В современной социологии процесс сотворения Левиафана описывается в терминах делегирования и видится предпосылкой образования неких коллективных Я. Тот, кто провозглашает группу, трансформируется в человека-коллектив, который, как пишет Пьер Бурдье, манипулирует группой от имени нее самой и именем самой этой группы оказывает на нее давление [См.: Бурдье. Социология социального пространства. 2005. С. 169]. Однако благодаря делегированию конституируются не только коллективные Я и даже не только индивидуальные (говорение «от имени» предполагает также и возникновение самого этого имени).[5 - Процедура возникновения индивидуального Я служит поводом для многочисленных – преимущественно интеллигентских – недоумений и подозрений. Последние выражаются не только в разнообразных призывах: «Не говорить вместо другого» (характерных, например, для Мишеля Фуко), но и в псевдо– и околодзенских призывах: «Не говори от своего имени», «Преодолей свое Я», «Избавься от ощущения собственной важности».]Благодаря делегированию возникает еще и пресловутое «есмь», происходит утверждение существующего и блокирование того, что подспудно отвергается как не-существующее.

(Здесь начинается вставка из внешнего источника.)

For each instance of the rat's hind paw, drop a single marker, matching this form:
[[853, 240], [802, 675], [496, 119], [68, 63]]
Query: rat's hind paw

Таким образом, дистрибутивное измерение общественной жизни, общественный репрезентативизм открывают нам демиургические функции социального, которое наделено порождающей силой по отношению к реальному. Фактически приведение в действие логики дистрибуции позволяет порождать нечто из ничего. Собственно, логика дистрибуции и есть то, что запускает в действие механизм мистифицированного creatio ex nihil (вне этой логики его не то что не существует, а попросту «невозможно представить»).
Репрезентативизм и порождаемая им реальность не имеют никакой четкой внешней границы, они поистине беспредельны с точки зрения любого «внешнего». Именно эта безбрежность репрезентативизма и создает эффект причастности к Трансцендентному, которое не только предстает венцом земной иерархии, но и начинает выглядеть как ее основополагающий принцип. Апофеоз репрезентативизма являет нам ареопагитическая духовность, с позиций которой высшие чины дольнего мира являются одновременно низшими чинами горнего мира, включены в младший состав ангельского корпуса.

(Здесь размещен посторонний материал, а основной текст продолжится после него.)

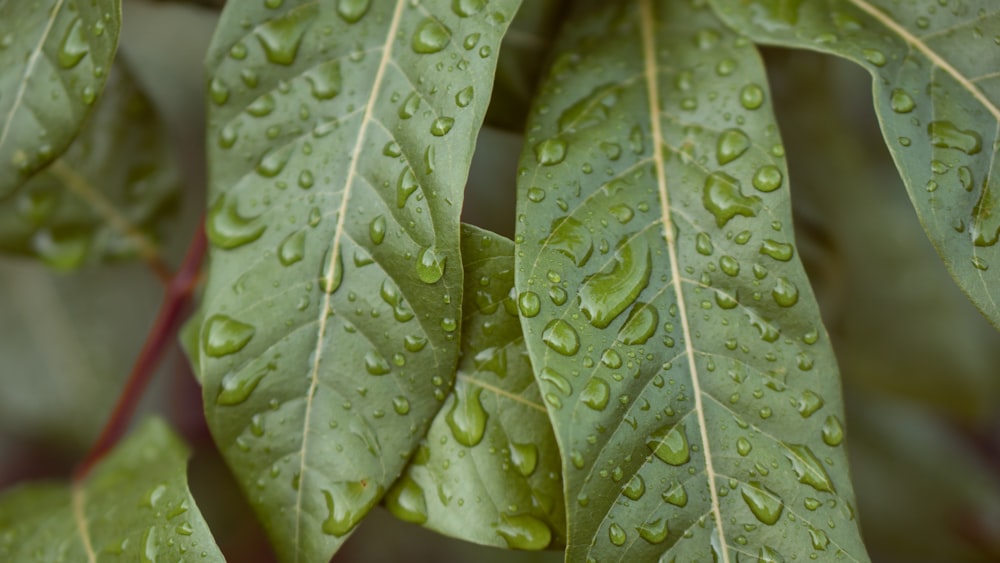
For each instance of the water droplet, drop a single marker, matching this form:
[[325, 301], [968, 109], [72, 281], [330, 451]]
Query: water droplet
[[224, 335], [406, 501], [807, 468], [833, 431], [550, 152], [281, 36], [763, 502], [351, 11], [946, 134], [441, 126], [731, 145], [751, 96], [724, 199], [431, 36], [901, 102], [654, 532], [74, 46], [768, 178], [293, 248], [785, 293], [430, 265], [325, 80], [777, 250], [464, 97], [227, 229], [595, 394], [670, 445], [561, 337], [571, 237], [524, 532], [606, 294], [640, 324], [617, 535]]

Подлинное ограничение репрезентативизма не видно извне и не находится вовне. Однако отсюда не следует, что таких ограничений вовсе не существует – они запечатлены в структуре порождаемой реальности. Эта структура предполагает последовательное противопоставление представляемого и представлений, представляющих и представителей. На уровне индивидуального Я данное противопоставление обозначается в форме противоположности тела и души,[6 - Это другие противопоставления сохраняются и в пострелигиозном мире: например, в рамках классического психоанализа, в котором в оппозиции к бессознательному, «Оно», находится сверх-Я.] на уровне коллективного Я – в форме противоположности общества и государства (или церкви), наконец, на уровне есмь-бытия – в форме противоположности «материи» и «духа».